Are Drug-Dispensing Kiosks Coming to Pharmacy?
When I was a resident several years ago, I remember having a discussion with my co-residents. It was one of those moments where you try to think of a get-rich-schemes that come about when stress is present and deadlines are due and beepers paging.
What it boiled down to was the creation of a 'Redbox' for pharmacy, that instead of giving out movies and games, dispensed medications. This wasn't necessarily revolutionary, and we knew it. There were machines at local hospitals that could dispense medications, and we had heard about a few physicians who had machines installed in their offices to dispense medications. But we were thinking of a community/box pharmacy-backed device available on every corner. It was a pipe dream, but lately it seems it may become a reality...
Walgreens Invests $30 Million into Drug Kiosks
This month [October,2014] Walgreens invested in a Series C round with MedAvail Technologies Inc. Essentially, MedAvail is making a kiosk that they compare to an ATM to dispense medications to patients, with counseling provided by a pharmacist digitally.
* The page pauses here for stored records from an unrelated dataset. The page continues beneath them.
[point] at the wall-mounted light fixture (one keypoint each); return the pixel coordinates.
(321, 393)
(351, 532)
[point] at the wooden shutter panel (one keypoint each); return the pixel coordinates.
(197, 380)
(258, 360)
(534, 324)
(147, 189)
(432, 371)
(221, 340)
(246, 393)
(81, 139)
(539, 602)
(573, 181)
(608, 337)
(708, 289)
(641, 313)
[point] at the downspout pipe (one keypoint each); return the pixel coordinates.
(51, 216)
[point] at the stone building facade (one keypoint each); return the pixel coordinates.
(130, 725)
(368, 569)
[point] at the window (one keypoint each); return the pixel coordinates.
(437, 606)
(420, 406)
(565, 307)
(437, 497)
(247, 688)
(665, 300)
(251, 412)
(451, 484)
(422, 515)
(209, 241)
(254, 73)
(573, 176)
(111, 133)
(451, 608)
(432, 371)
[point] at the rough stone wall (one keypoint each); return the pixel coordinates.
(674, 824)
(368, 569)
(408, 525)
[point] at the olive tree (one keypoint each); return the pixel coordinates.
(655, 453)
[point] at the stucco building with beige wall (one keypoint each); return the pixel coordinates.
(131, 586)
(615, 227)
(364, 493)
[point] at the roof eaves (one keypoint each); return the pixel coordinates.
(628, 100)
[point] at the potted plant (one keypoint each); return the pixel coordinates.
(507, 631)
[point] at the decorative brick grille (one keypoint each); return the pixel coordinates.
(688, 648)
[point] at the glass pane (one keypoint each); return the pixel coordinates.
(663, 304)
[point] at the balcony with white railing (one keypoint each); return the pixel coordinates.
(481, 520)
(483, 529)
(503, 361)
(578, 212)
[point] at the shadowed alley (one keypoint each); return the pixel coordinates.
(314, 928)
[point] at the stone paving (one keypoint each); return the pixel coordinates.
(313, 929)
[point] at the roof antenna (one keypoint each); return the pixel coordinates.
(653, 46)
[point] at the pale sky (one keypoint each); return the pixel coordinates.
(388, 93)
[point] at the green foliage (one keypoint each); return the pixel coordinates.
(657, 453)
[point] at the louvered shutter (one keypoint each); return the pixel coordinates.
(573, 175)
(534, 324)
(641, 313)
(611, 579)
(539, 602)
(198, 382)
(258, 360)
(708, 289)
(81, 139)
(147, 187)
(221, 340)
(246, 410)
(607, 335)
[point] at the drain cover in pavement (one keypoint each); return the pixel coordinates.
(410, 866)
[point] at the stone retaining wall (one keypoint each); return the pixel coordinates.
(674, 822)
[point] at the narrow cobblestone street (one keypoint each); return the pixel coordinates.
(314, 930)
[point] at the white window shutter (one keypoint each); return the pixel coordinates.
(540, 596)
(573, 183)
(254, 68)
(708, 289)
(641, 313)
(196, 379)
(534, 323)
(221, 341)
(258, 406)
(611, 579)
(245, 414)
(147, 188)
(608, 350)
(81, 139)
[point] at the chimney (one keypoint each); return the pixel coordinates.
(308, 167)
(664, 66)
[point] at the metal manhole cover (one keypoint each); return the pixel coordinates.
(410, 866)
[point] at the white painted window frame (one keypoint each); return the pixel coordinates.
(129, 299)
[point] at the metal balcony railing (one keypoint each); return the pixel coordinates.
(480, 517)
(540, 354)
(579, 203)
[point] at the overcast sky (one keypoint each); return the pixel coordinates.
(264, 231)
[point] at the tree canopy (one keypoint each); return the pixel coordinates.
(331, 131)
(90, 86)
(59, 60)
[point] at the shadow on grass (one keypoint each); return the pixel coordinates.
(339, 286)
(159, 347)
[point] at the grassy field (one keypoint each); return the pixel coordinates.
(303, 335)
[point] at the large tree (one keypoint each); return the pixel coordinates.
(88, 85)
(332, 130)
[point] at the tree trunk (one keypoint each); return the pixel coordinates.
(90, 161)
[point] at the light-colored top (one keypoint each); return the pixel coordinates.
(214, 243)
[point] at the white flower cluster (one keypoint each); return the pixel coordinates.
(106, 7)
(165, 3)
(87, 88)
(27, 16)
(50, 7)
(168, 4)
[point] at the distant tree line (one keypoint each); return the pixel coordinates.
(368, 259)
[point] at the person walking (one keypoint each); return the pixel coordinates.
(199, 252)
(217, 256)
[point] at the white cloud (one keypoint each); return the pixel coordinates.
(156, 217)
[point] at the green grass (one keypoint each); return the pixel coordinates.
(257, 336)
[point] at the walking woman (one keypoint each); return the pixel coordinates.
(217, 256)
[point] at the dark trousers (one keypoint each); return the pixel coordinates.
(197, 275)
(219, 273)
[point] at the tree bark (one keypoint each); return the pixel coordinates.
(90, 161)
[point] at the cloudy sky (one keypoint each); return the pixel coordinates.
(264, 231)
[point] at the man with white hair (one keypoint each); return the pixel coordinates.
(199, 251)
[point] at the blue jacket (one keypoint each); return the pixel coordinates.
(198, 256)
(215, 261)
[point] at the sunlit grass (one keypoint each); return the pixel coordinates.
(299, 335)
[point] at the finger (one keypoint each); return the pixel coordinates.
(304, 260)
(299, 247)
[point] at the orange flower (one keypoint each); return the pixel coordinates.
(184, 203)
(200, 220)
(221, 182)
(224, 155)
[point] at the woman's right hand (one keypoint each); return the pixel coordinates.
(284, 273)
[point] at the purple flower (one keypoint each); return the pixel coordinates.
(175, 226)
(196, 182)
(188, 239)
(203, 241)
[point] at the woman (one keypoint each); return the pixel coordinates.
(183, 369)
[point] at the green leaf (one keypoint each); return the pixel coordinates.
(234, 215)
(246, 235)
There is not much information on how this works, but I think it could be useful in certain situations. If it stored the top 100-200 most commonly prescribed medications, it could be beneficial for first-time fills when a pharmacy could be closed. Most chain pharmacies keep a 24-hour pharmacy operated in a district for that purpose, such as patients leaving the ER or being discharged from the hospital, or getting off an odd shift of work. Using these devices could reduce the cost of running such 24-hour pharmacies.
What are Some Drawbacks to Drug-Dispensing Kiosks?
Limitations I see of this would be drugs that need to be prepared. Such as children's antibiotics that often have to mixed and stored in the pharmacy until a patient's parents picks them up. I am unsure if this would be possible. Refills I do not think would be practical, as it would cause some logistical nightmares in a pharmacy processing autofills on their own.
Would these kiosks store controlled substances? I would hate to see them being smashed for their precious drugs, and can only imagine the security cameras showing individuals utilizing a sledgehammer to get at the drugs within.
Lastly, I do not see these kiosks being utilized by patients using another pharmacy. For instance, I cannot imagine them conducting transfers from CVS to Walgreens easily or in a timely manner, as it would still rely on the human interaction and law functions to contact and transcribe such prescriptions.
I will not be surprised to see these drug-dispensing kiosks being brought to the market in the near future. Providers would most likely enjoy them, especially at certain locals such as minute clinics. They could use e-prescribing to send the prescription directly to the kiosk for the patient to pick up the medication.
I feel that pharmacists themselves will have mixed feelings. This could open up a nice part-time job perhaps for individuals that want to work at home, similar to pharmacists who process prescriptions in hospitals in other states from home. Other issues would be the job aspect in terms will it replace certain job opportunities.